I know for a fact that this is not the best way to secure information on the internet. How do I know this? Common sense. No bank website I've ever used uses CAPTCHA for security. Nor do big businesses like Amazon, PayPal or Ebay. These are the websites that deal with the information that it is most vitally important that hackers don't get at; your bank account details. They don't use CAPTCHA, and they seem pretty secure to me.
What does use CAPTCHA? Hotmail. Hotmail uses it. And this has got to be the only piece of evidence required to demonstrate that CAPTCHA is an utterly useless method of security.
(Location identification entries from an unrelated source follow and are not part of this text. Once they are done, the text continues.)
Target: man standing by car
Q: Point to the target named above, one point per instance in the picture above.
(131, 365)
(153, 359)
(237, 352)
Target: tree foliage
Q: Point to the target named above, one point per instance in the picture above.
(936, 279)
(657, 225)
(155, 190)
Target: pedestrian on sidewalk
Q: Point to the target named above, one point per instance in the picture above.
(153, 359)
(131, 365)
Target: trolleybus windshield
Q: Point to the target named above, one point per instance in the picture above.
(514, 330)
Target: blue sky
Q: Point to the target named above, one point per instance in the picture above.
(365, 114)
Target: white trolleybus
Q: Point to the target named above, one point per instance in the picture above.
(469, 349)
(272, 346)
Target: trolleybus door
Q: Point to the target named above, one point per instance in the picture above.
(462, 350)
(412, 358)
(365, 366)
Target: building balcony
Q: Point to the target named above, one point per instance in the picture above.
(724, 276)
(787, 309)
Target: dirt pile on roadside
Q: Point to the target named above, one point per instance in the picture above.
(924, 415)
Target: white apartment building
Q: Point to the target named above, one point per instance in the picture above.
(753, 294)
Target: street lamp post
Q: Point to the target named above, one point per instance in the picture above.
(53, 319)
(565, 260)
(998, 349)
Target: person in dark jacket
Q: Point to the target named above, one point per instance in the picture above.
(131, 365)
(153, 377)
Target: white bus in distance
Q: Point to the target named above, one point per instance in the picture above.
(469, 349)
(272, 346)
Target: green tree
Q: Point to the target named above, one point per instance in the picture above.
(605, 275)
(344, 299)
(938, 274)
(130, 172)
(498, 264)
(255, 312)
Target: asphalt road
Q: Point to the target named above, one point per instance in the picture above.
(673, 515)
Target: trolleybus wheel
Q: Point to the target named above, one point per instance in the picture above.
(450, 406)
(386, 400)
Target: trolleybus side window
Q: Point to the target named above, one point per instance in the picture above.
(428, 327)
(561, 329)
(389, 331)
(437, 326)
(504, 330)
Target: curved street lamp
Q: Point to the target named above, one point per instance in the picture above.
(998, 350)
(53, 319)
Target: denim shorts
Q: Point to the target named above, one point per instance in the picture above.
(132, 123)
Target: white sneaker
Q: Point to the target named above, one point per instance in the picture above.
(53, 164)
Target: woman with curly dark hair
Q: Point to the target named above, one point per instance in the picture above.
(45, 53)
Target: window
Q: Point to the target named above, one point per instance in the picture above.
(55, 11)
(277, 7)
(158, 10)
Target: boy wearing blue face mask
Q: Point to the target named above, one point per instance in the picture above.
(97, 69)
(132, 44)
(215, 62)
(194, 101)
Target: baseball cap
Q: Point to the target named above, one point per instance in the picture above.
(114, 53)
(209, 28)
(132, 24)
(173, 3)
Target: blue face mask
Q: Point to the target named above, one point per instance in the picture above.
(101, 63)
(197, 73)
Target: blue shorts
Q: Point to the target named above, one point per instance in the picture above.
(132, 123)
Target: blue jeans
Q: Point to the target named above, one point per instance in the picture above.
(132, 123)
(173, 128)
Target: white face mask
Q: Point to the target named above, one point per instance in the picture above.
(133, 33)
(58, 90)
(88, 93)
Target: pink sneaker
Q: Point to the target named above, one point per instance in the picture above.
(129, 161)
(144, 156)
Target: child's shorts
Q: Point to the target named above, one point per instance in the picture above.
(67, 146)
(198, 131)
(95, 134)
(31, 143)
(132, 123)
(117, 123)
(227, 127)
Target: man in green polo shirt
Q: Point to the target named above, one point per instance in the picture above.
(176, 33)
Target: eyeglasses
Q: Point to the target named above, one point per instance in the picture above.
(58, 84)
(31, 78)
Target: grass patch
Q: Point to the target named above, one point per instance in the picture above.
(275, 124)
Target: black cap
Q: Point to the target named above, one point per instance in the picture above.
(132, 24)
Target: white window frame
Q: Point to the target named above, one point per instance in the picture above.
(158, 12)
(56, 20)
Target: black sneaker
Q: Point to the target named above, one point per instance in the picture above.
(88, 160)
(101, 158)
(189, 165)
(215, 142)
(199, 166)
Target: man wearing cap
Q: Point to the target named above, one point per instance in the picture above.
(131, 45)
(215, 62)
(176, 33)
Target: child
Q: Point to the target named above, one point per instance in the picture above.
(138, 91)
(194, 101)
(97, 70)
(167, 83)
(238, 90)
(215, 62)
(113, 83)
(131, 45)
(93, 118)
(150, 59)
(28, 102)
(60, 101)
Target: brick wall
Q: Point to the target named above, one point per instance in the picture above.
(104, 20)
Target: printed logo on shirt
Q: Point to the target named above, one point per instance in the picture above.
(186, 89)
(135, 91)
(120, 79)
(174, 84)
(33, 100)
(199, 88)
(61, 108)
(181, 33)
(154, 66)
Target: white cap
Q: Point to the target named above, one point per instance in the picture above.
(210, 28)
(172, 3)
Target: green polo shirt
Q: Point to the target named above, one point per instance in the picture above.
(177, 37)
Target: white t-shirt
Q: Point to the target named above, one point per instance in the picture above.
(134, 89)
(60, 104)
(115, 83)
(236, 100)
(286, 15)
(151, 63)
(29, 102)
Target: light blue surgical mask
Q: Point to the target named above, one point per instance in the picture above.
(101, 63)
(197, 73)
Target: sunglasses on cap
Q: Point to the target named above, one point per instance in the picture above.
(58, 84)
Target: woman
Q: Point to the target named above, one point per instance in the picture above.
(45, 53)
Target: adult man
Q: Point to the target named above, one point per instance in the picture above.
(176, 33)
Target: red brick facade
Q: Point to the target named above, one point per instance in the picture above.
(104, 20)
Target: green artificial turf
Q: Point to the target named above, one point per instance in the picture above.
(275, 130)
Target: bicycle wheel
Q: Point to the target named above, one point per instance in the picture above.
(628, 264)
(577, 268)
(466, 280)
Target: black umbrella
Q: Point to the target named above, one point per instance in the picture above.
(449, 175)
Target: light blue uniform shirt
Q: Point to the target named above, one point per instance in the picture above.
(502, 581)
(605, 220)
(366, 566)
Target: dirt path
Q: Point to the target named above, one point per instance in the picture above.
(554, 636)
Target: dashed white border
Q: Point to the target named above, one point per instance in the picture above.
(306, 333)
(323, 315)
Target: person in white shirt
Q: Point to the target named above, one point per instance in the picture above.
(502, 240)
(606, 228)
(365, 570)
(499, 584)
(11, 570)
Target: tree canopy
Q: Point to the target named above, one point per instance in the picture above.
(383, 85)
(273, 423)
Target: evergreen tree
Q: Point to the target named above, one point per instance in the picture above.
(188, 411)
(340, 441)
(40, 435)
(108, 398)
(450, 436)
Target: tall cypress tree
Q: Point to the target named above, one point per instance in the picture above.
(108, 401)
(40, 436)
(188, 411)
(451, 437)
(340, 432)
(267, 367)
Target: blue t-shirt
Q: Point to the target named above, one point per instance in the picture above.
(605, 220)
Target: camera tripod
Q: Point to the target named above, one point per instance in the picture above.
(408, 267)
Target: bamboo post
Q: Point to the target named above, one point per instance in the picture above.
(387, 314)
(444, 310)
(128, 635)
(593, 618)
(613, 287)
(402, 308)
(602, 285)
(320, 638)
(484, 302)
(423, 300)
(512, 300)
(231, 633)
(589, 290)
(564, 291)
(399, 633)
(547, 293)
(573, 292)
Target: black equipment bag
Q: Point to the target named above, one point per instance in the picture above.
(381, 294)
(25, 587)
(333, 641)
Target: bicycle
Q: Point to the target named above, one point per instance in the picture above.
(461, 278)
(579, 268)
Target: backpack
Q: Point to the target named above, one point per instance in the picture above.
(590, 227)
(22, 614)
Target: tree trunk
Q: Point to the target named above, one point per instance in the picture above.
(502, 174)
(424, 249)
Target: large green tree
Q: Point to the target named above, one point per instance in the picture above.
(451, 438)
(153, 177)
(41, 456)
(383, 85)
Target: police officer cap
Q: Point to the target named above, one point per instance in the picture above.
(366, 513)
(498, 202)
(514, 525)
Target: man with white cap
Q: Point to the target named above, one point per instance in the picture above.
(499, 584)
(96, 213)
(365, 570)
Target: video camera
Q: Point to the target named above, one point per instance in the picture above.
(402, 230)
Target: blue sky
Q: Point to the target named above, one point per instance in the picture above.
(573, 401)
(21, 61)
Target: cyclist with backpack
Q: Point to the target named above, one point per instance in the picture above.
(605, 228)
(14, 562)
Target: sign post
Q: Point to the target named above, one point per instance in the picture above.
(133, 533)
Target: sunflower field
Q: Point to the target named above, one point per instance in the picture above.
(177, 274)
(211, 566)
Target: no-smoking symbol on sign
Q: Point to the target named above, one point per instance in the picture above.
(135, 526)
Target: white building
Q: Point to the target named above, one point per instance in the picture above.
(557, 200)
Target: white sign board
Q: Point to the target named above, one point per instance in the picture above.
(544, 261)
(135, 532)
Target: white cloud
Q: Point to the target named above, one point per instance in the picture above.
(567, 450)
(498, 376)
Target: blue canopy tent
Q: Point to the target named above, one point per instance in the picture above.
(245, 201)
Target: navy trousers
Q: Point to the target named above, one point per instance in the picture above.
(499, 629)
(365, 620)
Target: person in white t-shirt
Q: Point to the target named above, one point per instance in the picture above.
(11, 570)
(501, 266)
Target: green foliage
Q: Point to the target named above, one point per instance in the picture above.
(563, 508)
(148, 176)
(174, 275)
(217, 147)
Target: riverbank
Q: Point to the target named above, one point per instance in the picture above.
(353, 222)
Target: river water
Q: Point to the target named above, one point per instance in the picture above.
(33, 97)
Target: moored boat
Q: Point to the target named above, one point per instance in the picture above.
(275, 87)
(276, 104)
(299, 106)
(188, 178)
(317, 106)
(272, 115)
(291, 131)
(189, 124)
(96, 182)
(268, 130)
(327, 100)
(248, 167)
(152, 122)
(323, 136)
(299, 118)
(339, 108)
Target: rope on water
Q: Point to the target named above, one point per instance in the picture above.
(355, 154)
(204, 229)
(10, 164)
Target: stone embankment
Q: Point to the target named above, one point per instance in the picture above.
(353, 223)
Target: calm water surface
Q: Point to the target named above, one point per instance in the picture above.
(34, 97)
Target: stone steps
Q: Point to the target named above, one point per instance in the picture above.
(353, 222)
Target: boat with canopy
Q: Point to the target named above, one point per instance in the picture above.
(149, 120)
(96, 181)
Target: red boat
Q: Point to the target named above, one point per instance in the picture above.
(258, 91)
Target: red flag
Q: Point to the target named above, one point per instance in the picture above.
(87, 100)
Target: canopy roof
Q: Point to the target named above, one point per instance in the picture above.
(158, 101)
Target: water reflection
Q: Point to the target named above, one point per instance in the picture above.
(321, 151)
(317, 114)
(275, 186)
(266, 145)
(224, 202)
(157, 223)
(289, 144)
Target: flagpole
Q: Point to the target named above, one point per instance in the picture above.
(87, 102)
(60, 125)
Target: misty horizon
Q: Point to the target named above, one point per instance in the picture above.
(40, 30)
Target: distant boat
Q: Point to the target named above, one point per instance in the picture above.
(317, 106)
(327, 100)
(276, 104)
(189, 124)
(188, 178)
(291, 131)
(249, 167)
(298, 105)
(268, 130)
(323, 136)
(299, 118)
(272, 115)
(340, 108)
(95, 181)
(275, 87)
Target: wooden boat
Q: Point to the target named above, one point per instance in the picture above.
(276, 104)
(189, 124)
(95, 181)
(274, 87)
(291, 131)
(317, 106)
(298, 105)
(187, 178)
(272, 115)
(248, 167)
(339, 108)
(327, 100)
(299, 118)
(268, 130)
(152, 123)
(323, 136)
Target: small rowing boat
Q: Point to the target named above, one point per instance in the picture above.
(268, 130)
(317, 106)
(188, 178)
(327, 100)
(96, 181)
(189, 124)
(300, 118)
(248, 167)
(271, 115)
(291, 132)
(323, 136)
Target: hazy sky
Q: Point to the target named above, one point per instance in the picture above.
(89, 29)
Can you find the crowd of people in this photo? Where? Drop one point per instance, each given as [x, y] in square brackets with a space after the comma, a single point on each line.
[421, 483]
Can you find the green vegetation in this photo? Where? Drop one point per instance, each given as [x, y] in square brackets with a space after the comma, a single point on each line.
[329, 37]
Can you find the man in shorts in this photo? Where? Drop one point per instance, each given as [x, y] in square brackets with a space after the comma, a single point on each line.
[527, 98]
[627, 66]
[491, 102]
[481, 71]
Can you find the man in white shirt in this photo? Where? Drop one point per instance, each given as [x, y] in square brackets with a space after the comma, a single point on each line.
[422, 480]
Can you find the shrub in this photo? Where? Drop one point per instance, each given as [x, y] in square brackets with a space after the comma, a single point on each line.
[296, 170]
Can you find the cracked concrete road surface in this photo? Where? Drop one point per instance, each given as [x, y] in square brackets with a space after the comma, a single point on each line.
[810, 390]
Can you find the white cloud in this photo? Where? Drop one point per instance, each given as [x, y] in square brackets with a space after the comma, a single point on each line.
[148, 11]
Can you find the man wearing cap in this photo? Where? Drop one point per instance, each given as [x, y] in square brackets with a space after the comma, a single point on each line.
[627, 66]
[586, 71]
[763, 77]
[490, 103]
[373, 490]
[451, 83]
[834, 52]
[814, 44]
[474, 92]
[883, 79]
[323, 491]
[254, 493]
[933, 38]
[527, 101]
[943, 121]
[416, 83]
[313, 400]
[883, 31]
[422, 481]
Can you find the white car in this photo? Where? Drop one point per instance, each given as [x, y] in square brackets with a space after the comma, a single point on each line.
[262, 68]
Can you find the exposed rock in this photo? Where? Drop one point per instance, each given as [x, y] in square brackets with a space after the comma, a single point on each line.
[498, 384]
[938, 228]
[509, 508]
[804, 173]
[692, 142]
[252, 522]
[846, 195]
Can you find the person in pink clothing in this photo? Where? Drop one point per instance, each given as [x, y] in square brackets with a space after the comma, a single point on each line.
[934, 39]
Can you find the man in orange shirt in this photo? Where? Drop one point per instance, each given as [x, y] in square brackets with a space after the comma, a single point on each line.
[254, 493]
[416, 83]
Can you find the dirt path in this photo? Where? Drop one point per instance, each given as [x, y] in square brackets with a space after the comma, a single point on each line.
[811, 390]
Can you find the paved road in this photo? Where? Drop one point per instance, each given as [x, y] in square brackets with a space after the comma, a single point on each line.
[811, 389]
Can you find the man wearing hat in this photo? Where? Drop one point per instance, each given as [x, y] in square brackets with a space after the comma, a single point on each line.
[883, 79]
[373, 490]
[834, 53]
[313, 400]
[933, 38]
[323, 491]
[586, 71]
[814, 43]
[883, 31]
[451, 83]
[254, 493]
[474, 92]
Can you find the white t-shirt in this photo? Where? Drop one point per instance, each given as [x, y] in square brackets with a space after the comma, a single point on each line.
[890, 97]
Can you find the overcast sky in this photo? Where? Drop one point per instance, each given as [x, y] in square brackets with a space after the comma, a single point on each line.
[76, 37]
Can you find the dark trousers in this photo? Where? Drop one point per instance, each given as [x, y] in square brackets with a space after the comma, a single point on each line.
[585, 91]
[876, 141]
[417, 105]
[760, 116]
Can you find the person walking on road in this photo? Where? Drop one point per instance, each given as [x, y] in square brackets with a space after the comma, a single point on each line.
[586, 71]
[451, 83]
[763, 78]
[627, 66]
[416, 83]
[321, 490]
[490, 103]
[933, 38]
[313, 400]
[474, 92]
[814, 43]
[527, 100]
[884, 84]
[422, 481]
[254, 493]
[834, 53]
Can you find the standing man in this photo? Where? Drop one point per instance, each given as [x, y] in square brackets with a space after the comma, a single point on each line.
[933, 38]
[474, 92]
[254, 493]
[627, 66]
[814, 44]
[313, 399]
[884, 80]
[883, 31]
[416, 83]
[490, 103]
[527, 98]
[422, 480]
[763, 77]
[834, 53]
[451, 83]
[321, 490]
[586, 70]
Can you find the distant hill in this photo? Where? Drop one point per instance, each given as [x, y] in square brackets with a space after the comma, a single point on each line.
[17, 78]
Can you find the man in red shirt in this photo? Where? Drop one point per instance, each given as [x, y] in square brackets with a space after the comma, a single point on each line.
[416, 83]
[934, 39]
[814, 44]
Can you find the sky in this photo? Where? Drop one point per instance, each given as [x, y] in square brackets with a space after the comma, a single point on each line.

Hotmail has got to be the most hacked site in existance, effectively demonstrated by the time some internet badman managed to spoof my account information and enlist me as a proxy viagra salesman.
What was Hotmail's solution to this horrific web-crime? Make me enter a CAPTCHA. And guess what? My account continued to be spoofed on a daily basis. Well done Hotmail, well done CAPTCHA.
Know how I stopped my account getting spoofed? I changed my password. Hey, The Internet, remember passwords? Those little memorable combinations of letters and numbers that people use to stop everyone on Earth being able to get into their information?
Those are perfectly good for securing my damn bank details, so why don't we all use those, and quit making me copy out a list of goddamn squiggly-ass letters I can't bloody read? Thank you.